Do not wait too long to get certain documents in place, so your loved one can understand and sign as needed. Among these are:
- Power of Attorney (Healthcare and Finances)
- HIPAA Authorization
- Medical POA
- Advanced Directives
- Revocable Trust
These are often prepared by an eldercare attorney. When looking for such an attorney, if your friends and family do not have recommendations, I would suggest going to the National Academy of Elder Law Attorneys where you can search by zip code: Find a Lawyer (naela.org)
When doing the actual selection, I would suggest a few tips:
- Initial consultation: Figure out the type of service that you think you are looking for and call to request a free consult. If you are clear and organized in your call, you should be able to get up to 30 minutes of their time for free. If they are unwilling to do so, try another. I suggest speaking to three attorneys before hiring one.

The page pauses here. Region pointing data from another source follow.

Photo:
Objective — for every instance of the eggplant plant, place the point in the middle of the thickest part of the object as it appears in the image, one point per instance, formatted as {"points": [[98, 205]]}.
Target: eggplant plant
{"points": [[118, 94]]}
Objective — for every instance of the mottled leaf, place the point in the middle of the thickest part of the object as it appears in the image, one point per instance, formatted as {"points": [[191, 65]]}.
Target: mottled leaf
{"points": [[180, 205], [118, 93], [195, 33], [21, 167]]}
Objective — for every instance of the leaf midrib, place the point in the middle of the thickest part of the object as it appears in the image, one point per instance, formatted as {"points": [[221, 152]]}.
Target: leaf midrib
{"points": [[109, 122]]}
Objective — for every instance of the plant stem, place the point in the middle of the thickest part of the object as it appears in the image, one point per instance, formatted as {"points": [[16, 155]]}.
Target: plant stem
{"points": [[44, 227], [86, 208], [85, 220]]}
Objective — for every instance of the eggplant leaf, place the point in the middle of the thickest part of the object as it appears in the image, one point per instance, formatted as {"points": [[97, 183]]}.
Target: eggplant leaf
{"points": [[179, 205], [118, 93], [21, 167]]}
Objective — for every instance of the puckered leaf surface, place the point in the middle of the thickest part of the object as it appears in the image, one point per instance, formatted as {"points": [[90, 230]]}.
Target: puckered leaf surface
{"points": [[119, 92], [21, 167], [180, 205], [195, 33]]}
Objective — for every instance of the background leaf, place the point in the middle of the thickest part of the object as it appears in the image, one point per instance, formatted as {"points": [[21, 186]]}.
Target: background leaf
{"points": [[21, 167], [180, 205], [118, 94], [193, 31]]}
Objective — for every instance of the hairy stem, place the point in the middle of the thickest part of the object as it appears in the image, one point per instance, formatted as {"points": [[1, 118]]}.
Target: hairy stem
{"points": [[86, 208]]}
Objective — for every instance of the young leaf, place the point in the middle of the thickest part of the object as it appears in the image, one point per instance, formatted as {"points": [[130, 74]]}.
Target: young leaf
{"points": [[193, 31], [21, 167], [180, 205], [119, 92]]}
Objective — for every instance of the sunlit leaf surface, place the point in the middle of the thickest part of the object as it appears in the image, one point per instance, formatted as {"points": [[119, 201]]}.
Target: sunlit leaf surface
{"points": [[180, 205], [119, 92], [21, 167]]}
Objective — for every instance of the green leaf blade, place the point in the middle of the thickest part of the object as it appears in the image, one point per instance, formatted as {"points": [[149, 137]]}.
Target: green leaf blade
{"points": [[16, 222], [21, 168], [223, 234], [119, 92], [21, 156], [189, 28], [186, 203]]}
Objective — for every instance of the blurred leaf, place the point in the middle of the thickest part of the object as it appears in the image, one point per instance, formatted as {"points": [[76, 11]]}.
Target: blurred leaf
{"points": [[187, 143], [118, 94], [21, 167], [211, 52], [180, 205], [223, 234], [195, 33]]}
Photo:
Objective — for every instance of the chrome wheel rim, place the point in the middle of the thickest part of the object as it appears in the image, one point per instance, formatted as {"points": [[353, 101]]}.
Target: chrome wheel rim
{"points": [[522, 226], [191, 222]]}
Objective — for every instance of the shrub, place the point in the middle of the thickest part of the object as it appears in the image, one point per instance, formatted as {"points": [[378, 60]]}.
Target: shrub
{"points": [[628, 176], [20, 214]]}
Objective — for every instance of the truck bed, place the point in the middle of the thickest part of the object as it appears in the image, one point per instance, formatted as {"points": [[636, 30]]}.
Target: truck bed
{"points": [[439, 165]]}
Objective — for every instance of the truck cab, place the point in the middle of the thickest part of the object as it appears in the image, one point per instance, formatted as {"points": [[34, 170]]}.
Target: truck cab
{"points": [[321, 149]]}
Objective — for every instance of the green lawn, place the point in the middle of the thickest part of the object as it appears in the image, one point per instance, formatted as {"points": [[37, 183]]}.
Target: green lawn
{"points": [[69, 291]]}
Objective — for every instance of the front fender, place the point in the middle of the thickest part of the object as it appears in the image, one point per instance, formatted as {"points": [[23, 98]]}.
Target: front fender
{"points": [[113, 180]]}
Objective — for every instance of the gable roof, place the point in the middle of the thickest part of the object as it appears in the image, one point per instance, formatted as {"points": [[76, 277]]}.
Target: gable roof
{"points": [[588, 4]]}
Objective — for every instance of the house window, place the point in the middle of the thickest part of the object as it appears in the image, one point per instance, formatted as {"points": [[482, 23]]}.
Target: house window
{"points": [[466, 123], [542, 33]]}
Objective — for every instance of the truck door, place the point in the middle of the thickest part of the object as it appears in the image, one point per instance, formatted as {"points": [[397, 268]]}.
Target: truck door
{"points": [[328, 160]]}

- Find out what they know: FTD is a specific form of dementia, and each state has specific regulations regarding power of attorney and other documents that I listed above. Select an attorney that has dealt with your specific situation.
- Is this the right fit: A lot of this is your gut. Are they professional? Do they respond timely? Do they speak WITH you rather than AT you? An attorney will not be cheap. One that you have to have repeatedly clarify things because they cannot speak plainly will cost you more.
- Check their background: Each state has a bar association website. You just want to make sure they are actively licensed and have no disciplinary issues.